Die Faszination für die Rauhnächte wächst. Viele Menschen besinnen sich alter Traditionen, räuchern, nutzen die Rauhnächte, um Rückschau zu halten oder sich ihre Träume anzuschauen.
Die Rauhnächte stehen dabei für eine Zeit, um in die Ruhe zu kommen. Eine Zeit der Einkehr, des Rückzugs, von Reinigung, Ordnung und Gedanken über das Vergangene und Kommende. Diese Schwellenzeit erinnert uns daran, dass jedem Ende auch ein Anfang innewohnt.
Doch die Rauhnächte stehen noch für etwas anderes. Wer sich nur das Besinnliche herauspflückt, die Zwölften romantisiert und sie damit weichspült, verkennt das Düstere, das ihnen innewohnt. Die Rauhnächte sind die dunkelste Zeit des Jahres. Früher standen die härtesten Monate des Winters erst noch bevor. Es war eine Zeit, in der der Tod nahekam. Für die Menschen früher standen die Tore zum Geisterreich in den Rauhnächten offen, Dämonen konnten die diesseitige Welt erreichen. Etwas Unkontrollierbares rückte näher, drohte, die kosmische Ordnung zu zerstören. Deshalb gab es strenge Regeln, was man zu tun und zu lassen hatte. Die große Angst galt nicht nur dem Tod, sondern auch dass das Licht nicht mehr in die Welt zurückkommen könnte.
Das Erbe der Rauhnacht
Die Herrin der Rauhnächte, Perchta, aus der die Figur Knecht Ruprecht mit entsprang und mit dem sie zusammen die Geschichte von »Das Erbe der Rauhnacht« trägt, steht mit ihren Regeln für die Bewahrung der kosmischen Ordnung. Sie steht ebenfalls für Klarheit, Gerechtigkeit und dass wir uns an irgendeinem Moment unseres Lebens für unsere Taten verantworten müssen. Perchta fordert die Eigenverantwortung.

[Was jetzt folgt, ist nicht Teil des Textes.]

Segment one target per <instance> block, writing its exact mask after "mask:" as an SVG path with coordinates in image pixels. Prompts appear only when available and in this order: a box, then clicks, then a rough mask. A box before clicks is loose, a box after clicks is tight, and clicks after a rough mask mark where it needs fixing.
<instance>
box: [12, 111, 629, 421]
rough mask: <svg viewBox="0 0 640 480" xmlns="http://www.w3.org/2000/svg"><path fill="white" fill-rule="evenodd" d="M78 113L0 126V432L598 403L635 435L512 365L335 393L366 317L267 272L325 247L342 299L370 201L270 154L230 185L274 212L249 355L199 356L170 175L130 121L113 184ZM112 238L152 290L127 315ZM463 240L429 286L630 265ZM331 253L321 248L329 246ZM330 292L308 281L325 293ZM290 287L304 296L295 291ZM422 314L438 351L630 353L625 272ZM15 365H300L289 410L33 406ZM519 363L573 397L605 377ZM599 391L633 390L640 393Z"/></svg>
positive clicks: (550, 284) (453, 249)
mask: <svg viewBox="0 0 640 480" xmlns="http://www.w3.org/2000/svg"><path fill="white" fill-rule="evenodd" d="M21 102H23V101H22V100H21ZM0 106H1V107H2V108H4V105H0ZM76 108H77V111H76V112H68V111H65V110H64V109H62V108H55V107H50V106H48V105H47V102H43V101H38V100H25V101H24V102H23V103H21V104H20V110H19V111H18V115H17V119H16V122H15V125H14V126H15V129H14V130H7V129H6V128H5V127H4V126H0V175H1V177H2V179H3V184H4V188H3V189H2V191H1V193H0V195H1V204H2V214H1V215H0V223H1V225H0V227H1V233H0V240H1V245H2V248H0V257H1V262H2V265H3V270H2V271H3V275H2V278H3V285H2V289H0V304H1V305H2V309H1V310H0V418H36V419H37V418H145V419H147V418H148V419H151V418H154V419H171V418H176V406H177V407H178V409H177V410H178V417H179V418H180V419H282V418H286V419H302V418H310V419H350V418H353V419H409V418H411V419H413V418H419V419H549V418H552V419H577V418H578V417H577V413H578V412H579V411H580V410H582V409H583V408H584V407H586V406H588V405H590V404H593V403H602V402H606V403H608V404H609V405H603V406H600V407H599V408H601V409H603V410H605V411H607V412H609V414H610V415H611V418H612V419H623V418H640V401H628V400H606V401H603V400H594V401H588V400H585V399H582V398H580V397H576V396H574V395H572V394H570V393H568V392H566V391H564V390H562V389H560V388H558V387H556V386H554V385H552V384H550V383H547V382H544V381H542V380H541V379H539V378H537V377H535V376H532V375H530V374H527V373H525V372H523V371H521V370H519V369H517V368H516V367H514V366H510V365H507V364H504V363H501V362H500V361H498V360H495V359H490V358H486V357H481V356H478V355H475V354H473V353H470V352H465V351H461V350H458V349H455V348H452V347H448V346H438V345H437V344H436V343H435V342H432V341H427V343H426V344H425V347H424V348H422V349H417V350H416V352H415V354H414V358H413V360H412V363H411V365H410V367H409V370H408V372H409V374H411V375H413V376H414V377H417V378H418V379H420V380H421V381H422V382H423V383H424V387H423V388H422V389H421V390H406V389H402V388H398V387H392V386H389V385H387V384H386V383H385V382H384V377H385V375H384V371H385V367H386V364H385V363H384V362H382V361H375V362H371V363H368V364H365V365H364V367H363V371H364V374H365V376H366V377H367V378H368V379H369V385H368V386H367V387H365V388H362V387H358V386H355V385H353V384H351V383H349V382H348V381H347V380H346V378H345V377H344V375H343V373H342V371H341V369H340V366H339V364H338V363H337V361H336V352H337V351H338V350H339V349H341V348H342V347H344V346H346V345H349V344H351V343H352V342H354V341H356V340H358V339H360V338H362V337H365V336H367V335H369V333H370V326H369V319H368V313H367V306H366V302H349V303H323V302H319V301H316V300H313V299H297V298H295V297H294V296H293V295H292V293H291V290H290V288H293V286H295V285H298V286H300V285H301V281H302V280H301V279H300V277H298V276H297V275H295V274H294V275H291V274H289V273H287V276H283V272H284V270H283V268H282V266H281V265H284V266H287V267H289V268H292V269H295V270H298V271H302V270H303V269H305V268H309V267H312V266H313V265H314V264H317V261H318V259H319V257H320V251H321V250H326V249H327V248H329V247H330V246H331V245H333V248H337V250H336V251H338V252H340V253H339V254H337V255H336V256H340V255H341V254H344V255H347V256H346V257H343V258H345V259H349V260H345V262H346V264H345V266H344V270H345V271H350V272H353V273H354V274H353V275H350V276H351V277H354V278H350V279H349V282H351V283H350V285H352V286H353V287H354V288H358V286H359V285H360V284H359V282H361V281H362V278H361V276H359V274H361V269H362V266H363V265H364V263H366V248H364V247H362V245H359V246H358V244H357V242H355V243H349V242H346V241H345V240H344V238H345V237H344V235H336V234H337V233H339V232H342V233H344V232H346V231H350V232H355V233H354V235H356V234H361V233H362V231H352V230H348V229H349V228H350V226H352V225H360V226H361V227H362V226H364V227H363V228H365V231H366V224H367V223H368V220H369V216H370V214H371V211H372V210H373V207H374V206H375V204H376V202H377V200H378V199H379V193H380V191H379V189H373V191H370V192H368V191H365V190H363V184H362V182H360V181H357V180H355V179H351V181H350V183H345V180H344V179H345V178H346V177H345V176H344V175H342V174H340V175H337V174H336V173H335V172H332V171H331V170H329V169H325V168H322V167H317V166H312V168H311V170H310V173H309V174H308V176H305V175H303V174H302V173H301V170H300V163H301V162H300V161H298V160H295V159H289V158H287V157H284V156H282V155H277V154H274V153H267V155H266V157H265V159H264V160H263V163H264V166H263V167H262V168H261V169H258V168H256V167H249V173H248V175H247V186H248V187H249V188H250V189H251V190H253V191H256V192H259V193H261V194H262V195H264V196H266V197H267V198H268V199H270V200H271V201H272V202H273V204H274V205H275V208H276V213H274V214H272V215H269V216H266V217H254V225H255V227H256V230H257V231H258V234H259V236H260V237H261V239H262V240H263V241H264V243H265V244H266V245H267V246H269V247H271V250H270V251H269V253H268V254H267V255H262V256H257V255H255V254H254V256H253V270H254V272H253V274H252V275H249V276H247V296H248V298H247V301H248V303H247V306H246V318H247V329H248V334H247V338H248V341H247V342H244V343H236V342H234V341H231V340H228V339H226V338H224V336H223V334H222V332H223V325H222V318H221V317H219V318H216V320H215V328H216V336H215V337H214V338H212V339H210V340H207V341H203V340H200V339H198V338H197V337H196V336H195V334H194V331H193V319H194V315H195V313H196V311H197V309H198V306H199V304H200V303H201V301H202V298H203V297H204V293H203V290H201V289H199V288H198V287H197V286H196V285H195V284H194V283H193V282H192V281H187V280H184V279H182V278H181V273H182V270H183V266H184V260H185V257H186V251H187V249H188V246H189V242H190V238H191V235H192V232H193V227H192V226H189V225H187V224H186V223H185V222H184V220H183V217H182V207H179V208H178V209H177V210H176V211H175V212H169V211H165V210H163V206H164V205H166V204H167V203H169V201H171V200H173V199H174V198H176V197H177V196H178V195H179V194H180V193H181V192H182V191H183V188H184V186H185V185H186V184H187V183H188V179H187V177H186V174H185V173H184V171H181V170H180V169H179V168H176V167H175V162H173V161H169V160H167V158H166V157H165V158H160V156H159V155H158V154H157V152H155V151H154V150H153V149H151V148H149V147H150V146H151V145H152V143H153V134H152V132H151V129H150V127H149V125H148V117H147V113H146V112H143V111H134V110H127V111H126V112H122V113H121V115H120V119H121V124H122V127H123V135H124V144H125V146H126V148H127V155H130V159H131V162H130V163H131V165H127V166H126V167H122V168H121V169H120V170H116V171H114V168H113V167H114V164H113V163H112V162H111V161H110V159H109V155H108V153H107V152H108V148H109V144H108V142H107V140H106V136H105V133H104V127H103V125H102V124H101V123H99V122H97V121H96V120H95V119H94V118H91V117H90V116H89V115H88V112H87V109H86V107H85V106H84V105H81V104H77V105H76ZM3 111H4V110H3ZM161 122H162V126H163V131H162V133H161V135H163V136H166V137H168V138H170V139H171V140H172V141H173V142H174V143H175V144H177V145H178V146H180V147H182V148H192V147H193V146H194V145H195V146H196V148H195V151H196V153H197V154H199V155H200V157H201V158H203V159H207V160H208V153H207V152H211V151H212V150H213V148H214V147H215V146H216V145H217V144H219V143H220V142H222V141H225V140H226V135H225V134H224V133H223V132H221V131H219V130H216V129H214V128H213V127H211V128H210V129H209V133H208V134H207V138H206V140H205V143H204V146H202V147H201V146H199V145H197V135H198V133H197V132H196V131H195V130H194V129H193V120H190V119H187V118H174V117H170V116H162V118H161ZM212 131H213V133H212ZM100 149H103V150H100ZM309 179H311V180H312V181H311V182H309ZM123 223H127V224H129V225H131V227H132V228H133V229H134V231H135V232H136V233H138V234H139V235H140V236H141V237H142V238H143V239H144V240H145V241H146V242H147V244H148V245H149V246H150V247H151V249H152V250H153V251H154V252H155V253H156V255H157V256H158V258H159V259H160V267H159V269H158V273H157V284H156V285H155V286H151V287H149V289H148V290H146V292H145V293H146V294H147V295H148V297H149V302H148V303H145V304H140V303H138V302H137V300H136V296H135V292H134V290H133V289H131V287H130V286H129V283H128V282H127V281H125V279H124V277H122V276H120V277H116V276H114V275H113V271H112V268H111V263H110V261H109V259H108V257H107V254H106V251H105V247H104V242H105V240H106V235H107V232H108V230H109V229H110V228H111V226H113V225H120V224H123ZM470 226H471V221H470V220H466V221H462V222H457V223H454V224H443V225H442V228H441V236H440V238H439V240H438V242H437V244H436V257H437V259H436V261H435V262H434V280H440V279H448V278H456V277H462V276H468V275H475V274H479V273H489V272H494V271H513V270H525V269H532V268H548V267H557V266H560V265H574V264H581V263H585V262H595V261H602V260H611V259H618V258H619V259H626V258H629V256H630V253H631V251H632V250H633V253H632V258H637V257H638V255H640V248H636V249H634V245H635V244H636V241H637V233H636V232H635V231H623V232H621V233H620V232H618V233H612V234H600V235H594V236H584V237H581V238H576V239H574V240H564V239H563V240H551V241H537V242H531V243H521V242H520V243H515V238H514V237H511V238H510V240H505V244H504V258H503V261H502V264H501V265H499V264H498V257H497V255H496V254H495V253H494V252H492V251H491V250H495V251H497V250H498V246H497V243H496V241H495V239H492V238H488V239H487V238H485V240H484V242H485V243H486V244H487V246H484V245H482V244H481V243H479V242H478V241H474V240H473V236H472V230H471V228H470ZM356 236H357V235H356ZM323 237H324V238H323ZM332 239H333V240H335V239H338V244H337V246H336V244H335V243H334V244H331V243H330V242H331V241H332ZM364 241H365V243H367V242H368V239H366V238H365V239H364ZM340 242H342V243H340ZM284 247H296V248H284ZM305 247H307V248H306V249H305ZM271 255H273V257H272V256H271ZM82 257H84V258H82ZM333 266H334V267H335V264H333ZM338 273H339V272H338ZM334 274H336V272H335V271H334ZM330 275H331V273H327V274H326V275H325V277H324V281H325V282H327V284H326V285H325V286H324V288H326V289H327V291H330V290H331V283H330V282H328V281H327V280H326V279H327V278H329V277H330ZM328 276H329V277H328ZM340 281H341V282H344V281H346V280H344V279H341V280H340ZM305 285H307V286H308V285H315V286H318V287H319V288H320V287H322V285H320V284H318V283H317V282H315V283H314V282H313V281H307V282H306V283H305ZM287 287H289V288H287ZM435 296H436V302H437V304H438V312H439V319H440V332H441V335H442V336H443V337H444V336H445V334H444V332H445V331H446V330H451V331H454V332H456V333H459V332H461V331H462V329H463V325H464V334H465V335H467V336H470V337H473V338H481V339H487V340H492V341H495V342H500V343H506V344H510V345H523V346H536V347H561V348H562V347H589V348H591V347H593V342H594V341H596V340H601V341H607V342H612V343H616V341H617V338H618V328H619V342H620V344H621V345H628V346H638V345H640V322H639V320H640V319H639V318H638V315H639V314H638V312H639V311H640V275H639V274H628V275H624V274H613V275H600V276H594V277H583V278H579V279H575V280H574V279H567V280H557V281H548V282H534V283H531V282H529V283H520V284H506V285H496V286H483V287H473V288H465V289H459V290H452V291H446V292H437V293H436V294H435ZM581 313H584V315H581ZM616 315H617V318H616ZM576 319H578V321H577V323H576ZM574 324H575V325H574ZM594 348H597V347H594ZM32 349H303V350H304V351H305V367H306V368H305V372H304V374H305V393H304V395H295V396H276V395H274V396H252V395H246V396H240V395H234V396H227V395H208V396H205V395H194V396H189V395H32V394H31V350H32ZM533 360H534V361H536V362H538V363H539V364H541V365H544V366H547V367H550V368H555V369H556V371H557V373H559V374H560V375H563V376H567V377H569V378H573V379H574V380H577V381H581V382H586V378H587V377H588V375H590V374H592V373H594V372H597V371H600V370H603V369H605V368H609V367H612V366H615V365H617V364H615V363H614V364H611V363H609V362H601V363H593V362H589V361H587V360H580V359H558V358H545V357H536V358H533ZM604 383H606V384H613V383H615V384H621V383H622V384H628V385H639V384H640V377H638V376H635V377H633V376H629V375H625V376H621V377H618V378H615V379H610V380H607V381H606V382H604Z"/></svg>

Was heißt das für uns heute? Und was bedeutet es für Geschichten-Erzähler, das Verfassen von Romanen? Denn wenn wir eine Geschichte erzählen, ohne das Finstere sehen zu wollen, oder einen historischen Roman verfassen, ohne dass er etwas mit dem Heute zu tun hat, dann versagen wir in unserer Aufgabe, im Schreiben dem Leben gerecht zu werden.
Die Rauhnächte: Dunkelheit, Unsicherheit, Hoffnung auf Licht
Die Rauhnächte vervollkommnen das Rad des Lebens. Sie repräsentieren Anfang und Ende, Übergang, steten Wandel, Leben und Tod. Sie stehen auch für etwas Gefährliches, das unsere Welt heimsucht, für Unsicherheit und den Umgang damit, sogar für die Notwendigkeit, Schutzmaßnahmen zu ergreifen.
Wen das jetzt an Corona erinnert und dieses besondere Weihnachten und Jahresende von 2020: Ja, das Unkontrollierbare gehört zu dieser Welt. Die Menschen früher waren sich dessen bewusst. Wir heute mit unserem Wunsch alles in Watte zu packen, das Düstere fernzuhalten, was wir auch im Rosinenpicken alter Traditionen und Figuren wie dem Weihnachtsmann sehen, in dem nichts Finsteres mehr übrig ist – wir sind vielleicht aufgerufen, die Rauhnächte und das, wofür sie stehen, in ihrer Gänze anzunehmen. Dazu zählt auch die Unsicherheit.
Die Rauhnächte beginnen, wenn die Nächte am längsten sind. Aber in sich bergen sie die Hoffnung auf das wiederkehrende Licht.